NeurIPS 2020

Kernelized information bottleneck leads to biologically plausible 3-factor Hebbian learning in deep networks


Meta Review

The reviews and scores on this paper were a bit divergent, but in the end, the reviewers agreed that, with the modifications proposed in the rebuttal, the paper presents an interesting model that is technically sound, and thus, appropriate for acceptance. However, the reviewers also all agreed that the authors need to scale back their claims of biological plausibility in the camera ready version. In particular, the following issues were noted in discussion: 1) The algorithm proposed still has a number of biologically implausible components to it, whether it is lack of excitatory recurrence, negative activities, etc. This is fine, but these failings should be recognized as short-comings, not swept away as unproblematic. 2) The proposed learning algorithm is spatially local, but not Hebbian in the typical meaning of the word.
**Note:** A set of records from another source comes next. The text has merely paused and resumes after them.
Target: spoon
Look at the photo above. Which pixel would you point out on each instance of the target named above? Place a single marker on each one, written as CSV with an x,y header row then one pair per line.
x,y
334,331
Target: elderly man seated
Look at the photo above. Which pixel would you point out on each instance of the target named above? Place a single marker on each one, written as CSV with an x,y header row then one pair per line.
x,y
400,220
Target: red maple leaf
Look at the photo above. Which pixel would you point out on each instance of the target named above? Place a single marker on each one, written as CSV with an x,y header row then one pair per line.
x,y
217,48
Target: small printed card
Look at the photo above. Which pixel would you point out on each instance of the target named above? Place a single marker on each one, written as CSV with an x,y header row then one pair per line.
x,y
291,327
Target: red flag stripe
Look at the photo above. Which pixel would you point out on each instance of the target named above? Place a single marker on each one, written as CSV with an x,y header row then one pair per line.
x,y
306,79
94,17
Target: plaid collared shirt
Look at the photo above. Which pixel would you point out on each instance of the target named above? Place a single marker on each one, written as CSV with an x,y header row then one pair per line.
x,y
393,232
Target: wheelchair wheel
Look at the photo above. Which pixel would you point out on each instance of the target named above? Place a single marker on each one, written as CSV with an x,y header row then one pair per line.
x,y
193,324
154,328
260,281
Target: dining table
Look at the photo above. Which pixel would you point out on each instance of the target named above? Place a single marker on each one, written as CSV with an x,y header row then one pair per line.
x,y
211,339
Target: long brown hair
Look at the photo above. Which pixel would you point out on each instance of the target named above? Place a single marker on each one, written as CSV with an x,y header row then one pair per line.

Specifically, the algorithm uses correlations across data points, not correlations in real-time (per Hebb's original proposal), and so is not in-line with what most people understand a "Hebbian" algorithm to be. Thus, the learning rule should be called "local", but not "Hebbian". 3) The supposed global third factor actually is a set of layer-by-layer (or group-by-group) calculations involving both activity from the layer and information about labels (the claim that labels aren't needed only works with one-hot outputs, which is also biologically questionable). Moreover, this third factor still must be communicated backwards to the appropriate layers at the appropriate time, i.e. a backward pass is still required. So, again, the references to a "global" signal, or claims that the need for labels or backward passes is eliminated, should be taken out of the paper.